This example has been auto-generated from the examples/
folder at GitHub repository.
Kalman filtering and smoothing
# Activate local environment, see `Project.toml`
import Pkg; Pkg.activate(".."); Pkg.instantiate();
In the following set of examples the goal is to estimate hidden states of a Dynamical process where all hidden states are Gaussians.
We start our journey with a simple multivariate Linear Gaussian State Space Model (LGSSM), which can be solved analytically.
We then solve an identification problem which does not have an analytical solution.
Utimately, we show how RxInfer.jl can deal with missing observations.
Gaussian Linear Dynamical System
LGSSM can be described with the following equations:
\[\begin{aligned} p(x_i|x_{i - 1}) & = \mathcal{N}(x_i|A * x_{i - 1}, \mathcal{P}),\\ p(y_i|x_i) & = \mathcal{N}(y_i|B * x_i, \mathcal{Q}), \end{aligned}\]
where $x_i$ are hidden states, $y_i$ are noisy observations, $A$, $B$ are state transition and observational matrices, $\mathcal{P}$ and $\mathcal{Q}$ are state transition noise and observation noise covariance matrices. For a more rigorous introduction to Linear Gaussian Dynamical systems we refer to Simo Sarkka, Bayesian Filtering and Smoothing book.
To model this process in RxInfer
, first, we start with importing all needed packages:
using RxInfer, BenchmarkTools, Random, LinearAlgebra, Plots
Next step, is to generate some synthetic data:
function generate_data(rng, A, B, Q, P)
x_prev = [ 10.0, -10.0 ]
x = Vector{Vector{Float64}}(undef, n)
y = Vector{Vector{Float64}}(undef, n)
for i in 1:n
x[i] = rand(rng, MvNormal(A * x_prev, Q))
y[i] = rand(rng, MvNormal(B * x[i], P))
x_prev = x[i]
end
return x, y
end
generate_data (generic function with 1 method)
# Seed for reproducibility
seed = 1234
rng = MersenneTwister(1234)
# We will model 2-dimensional observations with rotation matrix `A`
# To avoid clutter we also assume that matrices `A`, `B`, `P` and `Q`
# are known and fixed for all time-steps
θ = π / 35
A = [ cos(θ) -sin(θ); sin(θ) cos(θ) ]
B = diageye(2)
Q = diageye(2)
P = 25.0 .* diageye(2)
# Number of observations
n = 300;
x, y = generate_data(rng, A, B, Q, P);
Let's plot our synthetic dataset. Lines represent our hidden states we want to estimate using noisy observations, which are represented as dots.
px = plot()
px = plot!(px, getindex.(x, 1), label = "Hidden Signal (dim-1)", color = :orange)

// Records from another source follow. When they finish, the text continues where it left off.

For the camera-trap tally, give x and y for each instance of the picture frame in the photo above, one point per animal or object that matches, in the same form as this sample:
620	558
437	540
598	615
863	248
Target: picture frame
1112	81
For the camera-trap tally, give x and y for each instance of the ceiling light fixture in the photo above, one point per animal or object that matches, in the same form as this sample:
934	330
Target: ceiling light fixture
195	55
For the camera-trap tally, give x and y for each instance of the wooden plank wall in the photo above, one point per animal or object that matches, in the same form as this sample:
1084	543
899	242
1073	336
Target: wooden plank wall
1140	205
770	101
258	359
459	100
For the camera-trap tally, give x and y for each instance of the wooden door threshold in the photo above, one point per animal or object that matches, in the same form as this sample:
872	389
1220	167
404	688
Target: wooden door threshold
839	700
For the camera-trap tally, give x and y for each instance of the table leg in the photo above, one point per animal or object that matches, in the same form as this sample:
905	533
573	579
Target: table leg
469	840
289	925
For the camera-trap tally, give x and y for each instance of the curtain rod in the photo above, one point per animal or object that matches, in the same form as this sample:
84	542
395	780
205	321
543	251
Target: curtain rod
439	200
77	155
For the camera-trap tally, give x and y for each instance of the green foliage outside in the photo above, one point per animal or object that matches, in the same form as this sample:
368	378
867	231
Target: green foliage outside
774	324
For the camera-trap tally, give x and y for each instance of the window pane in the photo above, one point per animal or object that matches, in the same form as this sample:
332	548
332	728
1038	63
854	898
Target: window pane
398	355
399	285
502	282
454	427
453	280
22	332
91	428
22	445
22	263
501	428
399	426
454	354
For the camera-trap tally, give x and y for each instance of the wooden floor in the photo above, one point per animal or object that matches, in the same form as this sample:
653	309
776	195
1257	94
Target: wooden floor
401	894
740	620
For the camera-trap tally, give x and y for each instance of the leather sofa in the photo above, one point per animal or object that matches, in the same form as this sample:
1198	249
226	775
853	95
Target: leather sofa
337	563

px = scatter!(px, getindex.(y, 1), label = false, markersize = 2, color = :orange)
px = plot!(px, getindex.(x, 2), label = "Hidden Signal (dim-2)", color = :green)
px = scatter!(px, getindex.(y, 2), label = false, markersize = 2, color = :green)
plot(px)
To create a model we use GraphPPL
package and @model
macro:
@model function rotate_ssm(y, x0, A, B, Q, P)
x_prior ~ x0
x_prev = x_prior
for i in 1:length(y)
x[i] ~ MvNormalMeanCovariance(A * x_prev, Q)
y[i] ~ MvNormalMeanCovariance(B * x[i], P)
x_prev = x[i]
end
end
To run inference we also specify prior for out first hidden state:
x0 = MvNormalMeanCovariance(zeros(2), 100.0 * diageye(2));
# For large number of observations you need to use limit_stack_depth = 100 option during model creation, e.g.
# infer(..., options = (limit_stack_depth = 500, ))`
result = infer(
model = rotate_ssm(x0=x0, A=A, B=B, Q=Q, P=P),
data = (y = y,),
free_energy = true
);
xmarginals = result.posteriors[:x]
logevidence = -result.free_energy; # given the analytical solution, free energy will be equal to the negative log evidence
px = plot()
px = plot!(px, getindex.(x, 1), label = "Hidden Signal (dim-1)", color = :orange)
px = plot!(px, getindex.(x, 2), label = "Hidden Signal (dim-2)", color = :green)
px = plot!(px, getindex.(mean.(xmarginals), 1), ribbon = getindex.(var.(xmarginals), 1) .|> sqrt, fillalpha = 0.5, label = "Estimated Signal (dim-1)", color = :teal)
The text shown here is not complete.